In the 2016 Zubik decision, the court failed to resolve disputes over a compromise accommodation process set up under the Obama administration. Under the compromise accommodation process, an employer could self-certify that it opposed providing contraception coverage. The government could then make a separate arrangement with the company running the employer's health plan to ensure the workers still received contraceptive coverage. Religious employers objected to the process. Following Justice Antonin Scalia's death, the court deadlocked on the question of whether it violated the RFRA in Zubik, sending the case back to the lower courts.

In the July 8 ruling, the high court said that, because the ACA provided a basis for the Trump administration's exemptions, the court didn't need to decide "whether the RFRA independently compelled the [government's] solution." 

"After two decisions from this court and multiple failed regulatory attempts, the federal government has arrived at a solution that exempts the Little Sisters from the source of their complicity-based concerns—the administratively imposed contraceptive mandate," Justice Clarence Thomas wrote for the majority.

Justices Ruth Bader Ginsburg and Sonia Sotomayor disagreed with the majority ruling. "Today, for the first time, the court casts totally aside countervailing rights and interests in its zeal to secure religious rights to the nth degree," Ginsburg wrote in dissent, adding that the decision "leaves women workers to fend for themselves."

The debate may not be over yet, noted Jesse Gelsomini, an attorney with Haynes and Boone in Houston. The lower courts could weigh in on whether the government followed proper procedures when it expanded the exemption.

"Furthermore," he said, "if there's a change in administration, the exemption rules could change again."

Thomas noted, "Congress could have limited HRSA's discretion in any number of ways, but it chose not to do so."

Mixed Reactions

After a long legal battle, the Supreme Court's ruling was met with mixed reviews. Congressmember Rep.

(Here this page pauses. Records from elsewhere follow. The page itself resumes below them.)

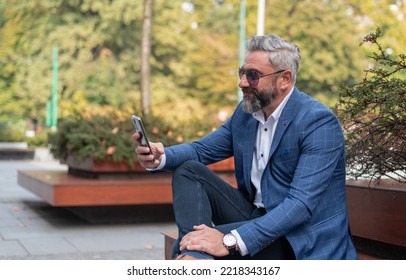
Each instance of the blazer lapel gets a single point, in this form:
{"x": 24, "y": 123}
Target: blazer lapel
{"x": 249, "y": 144}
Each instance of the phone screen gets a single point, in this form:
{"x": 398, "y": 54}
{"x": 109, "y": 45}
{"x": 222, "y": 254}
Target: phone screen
{"x": 139, "y": 127}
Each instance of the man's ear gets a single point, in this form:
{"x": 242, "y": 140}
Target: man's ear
{"x": 286, "y": 79}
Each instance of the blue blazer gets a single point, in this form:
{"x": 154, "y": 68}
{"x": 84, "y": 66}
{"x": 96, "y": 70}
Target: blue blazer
{"x": 303, "y": 185}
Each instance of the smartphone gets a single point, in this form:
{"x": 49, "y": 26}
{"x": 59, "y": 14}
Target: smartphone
{"x": 139, "y": 127}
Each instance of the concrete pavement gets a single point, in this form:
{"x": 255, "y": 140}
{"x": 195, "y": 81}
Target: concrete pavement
{"x": 32, "y": 229}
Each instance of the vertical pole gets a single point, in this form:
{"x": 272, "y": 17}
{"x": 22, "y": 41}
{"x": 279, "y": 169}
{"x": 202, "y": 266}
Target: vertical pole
{"x": 261, "y": 17}
{"x": 54, "y": 95}
{"x": 242, "y": 40}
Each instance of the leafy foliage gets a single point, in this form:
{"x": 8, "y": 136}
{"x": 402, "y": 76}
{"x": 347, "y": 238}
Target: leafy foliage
{"x": 373, "y": 113}
{"x": 103, "y": 133}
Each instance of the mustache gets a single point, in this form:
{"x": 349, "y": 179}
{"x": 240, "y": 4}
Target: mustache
{"x": 250, "y": 91}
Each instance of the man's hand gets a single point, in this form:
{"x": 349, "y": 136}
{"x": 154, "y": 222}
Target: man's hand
{"x": 144, "y": 157}
{"x": 205, "y": 239}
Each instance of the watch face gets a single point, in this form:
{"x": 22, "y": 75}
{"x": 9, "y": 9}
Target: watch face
{"x": 229, "y": 240}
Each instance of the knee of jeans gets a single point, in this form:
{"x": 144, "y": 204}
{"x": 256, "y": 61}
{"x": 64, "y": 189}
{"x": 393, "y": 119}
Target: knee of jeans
{"x": 189, "y": 167}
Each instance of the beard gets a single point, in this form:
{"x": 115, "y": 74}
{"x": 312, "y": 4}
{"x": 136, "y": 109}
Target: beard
{"x": 255, "y": 100}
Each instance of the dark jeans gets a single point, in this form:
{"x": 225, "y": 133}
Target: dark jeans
{"x": 200, "y": 196}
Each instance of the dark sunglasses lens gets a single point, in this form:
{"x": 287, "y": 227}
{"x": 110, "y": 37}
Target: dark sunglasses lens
{"x": 252, "y": 77}
{"x": 241, "y": 72}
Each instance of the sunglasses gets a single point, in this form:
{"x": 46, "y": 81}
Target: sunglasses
{"x": 253, "y": 76}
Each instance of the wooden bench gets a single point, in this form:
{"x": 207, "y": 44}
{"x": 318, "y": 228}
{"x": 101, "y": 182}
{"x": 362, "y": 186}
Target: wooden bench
{"x": 15, "y": 151}
{"x": 59, "y": 188}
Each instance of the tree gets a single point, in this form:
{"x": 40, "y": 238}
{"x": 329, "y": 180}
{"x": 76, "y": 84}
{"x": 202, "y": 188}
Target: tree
{"x": 373, "y": 113}
{"x": 145, "y": 57}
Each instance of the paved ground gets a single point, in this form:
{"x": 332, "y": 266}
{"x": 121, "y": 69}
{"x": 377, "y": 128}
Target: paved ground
{"x": 31, "y": 229}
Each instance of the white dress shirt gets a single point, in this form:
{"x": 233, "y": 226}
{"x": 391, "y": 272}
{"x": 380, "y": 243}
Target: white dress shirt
{"x": 265, "y": 133}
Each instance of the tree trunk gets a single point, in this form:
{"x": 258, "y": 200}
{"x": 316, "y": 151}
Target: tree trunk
{"x": 145, "y": 58}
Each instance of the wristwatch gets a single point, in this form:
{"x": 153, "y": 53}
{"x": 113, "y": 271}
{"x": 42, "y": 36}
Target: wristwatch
{"x": 230, "y": 242}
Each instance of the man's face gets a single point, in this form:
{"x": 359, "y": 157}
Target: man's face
{"x": 258, "y": 93}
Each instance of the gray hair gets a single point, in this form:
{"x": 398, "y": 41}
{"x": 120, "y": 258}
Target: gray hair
{"x": 282, "y": 54}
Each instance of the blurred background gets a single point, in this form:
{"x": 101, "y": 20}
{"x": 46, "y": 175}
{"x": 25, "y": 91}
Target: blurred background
{"x": 172, "y": 62}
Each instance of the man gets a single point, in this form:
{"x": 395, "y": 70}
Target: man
{"x": 289, "y": 154}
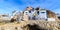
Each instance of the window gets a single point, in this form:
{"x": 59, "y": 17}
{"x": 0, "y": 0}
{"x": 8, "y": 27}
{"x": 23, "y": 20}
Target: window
{"x": 42, "y": 12}
{"x": 29, "y": 11}
{"x": 38, "y": 12}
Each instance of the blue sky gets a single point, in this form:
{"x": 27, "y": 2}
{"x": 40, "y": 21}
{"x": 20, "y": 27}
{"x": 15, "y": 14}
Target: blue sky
{"x": 7, "y": 6}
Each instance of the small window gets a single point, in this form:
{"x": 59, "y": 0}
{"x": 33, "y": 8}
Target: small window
{"x": 38, "y": 12}
{"x": 42, "y": 12}
{"x": 29, "y": 11}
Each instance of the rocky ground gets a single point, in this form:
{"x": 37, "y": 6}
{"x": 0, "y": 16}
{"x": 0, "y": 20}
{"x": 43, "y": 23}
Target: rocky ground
{"x": 30, "y": 25}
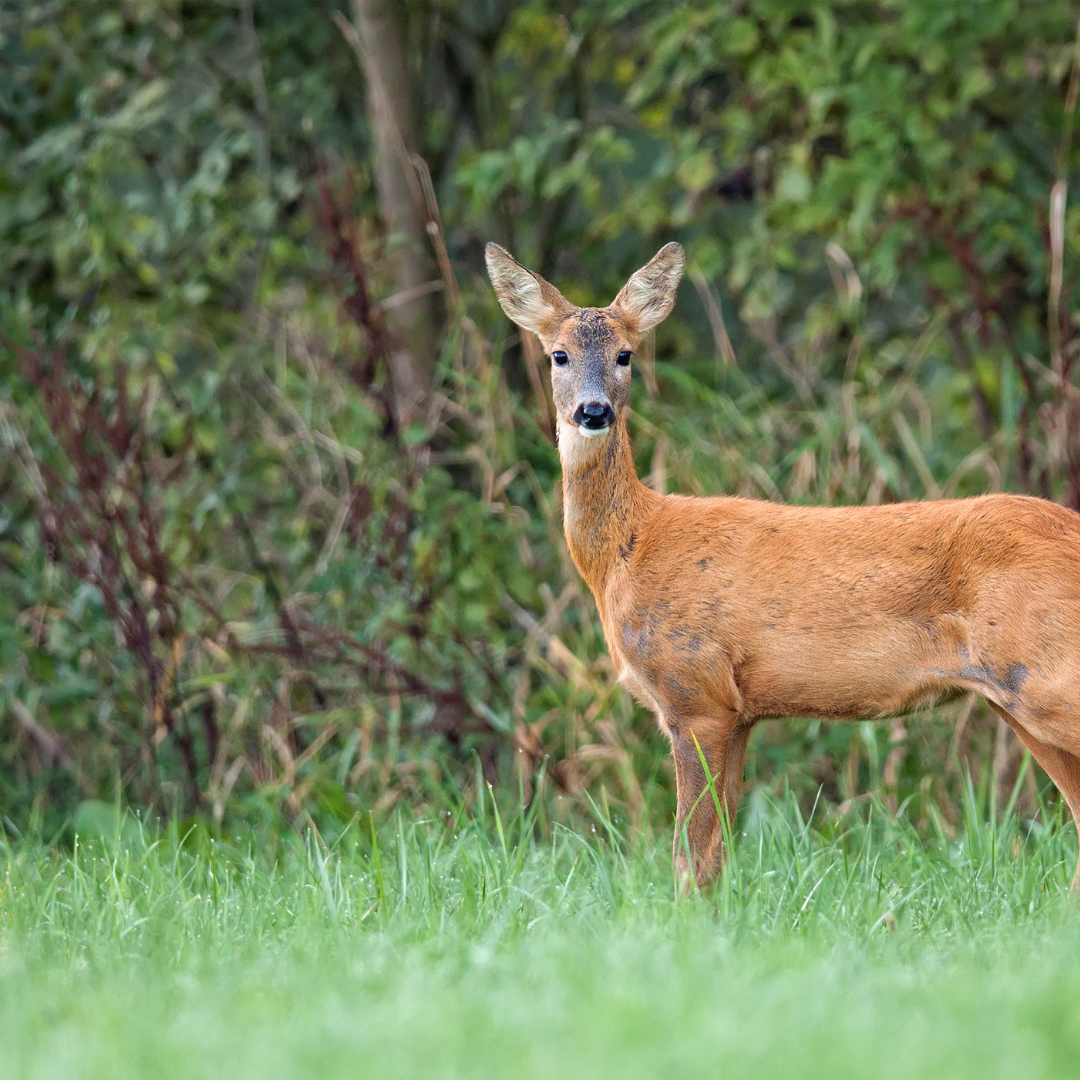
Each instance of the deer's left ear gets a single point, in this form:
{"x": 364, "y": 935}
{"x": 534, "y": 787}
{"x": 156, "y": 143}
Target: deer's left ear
{"x": 649, "y": 296}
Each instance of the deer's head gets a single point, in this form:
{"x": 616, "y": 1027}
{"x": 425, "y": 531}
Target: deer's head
{"x": 590, "y": 348}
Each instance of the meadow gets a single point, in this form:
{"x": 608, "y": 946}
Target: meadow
{"x": 277, "y": 638}
{"x": 503, "y": 945}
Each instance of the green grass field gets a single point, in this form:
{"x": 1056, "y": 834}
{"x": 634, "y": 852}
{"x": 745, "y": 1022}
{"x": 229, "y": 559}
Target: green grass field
{"x": 512, "y": 947}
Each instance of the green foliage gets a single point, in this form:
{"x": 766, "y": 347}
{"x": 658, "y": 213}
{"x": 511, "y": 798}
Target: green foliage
{"x": 256, "y": 601}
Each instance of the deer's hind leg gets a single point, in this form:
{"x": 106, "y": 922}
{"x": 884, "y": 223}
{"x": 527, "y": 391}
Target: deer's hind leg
{"x": 1063, "y": 768}
{"x": 699, "y": 833}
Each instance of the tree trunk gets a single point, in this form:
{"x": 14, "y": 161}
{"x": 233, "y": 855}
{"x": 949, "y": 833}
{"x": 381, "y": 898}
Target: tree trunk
{"x": 392, "y": 113}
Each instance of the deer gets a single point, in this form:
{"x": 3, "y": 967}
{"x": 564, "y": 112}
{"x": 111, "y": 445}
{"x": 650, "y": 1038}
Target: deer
{"x": 719, "y": 612}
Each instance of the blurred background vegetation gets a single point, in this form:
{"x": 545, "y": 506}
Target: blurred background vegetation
{"x": 280, "y": 525}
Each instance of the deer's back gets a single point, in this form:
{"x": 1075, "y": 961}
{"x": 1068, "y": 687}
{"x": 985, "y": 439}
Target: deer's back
{"x": 840, "y": 611}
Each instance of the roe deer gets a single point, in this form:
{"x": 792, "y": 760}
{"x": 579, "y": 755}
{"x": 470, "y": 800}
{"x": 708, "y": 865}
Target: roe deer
{"x": 723, "y": 611}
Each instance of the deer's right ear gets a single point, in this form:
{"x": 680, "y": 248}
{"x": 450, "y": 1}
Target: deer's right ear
{"x": 526, "y": 297}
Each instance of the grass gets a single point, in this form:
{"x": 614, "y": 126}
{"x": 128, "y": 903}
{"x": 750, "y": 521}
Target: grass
{"x": 507, "y": 946}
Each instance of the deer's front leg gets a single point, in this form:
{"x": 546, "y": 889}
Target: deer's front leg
{"x": 700, "y": 786}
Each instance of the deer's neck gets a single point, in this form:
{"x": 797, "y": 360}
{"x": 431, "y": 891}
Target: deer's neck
{"x": 603, "y": 500}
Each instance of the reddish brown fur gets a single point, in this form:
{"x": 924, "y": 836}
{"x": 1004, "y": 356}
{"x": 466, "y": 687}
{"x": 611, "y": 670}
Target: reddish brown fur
{"x": 719, "y": 612}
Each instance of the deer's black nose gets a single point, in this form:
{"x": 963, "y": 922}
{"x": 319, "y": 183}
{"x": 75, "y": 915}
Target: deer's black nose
{"x": 595, "y": 416}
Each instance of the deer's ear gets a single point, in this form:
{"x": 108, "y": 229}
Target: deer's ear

Doug Collins, R-Ga., called the decision a "big win for religious liberty."

The Clare Boothe Luce Center for Conservative Women also tweeted praise for the ruling. "Today, the Supreme Court ruled in favor of the Little Sisters of the Poor, ending their seven-year legal battle to defend their right to choose which health care services they will insure for their employees," the group said.

The National Women's Law Center, however, said the decision "paves the way for employers to use religious or moral beliefs as license to discriminate." U.S. Senator Ed Markey, D-Mass., called the decision "a blow to reproductive freedom and women's rights."

In 2018, the federal government estimated that about 70,000 to 126,000 women could lose birth-control coverage from their employers under the expanded exceptions to the contraceptive mandate.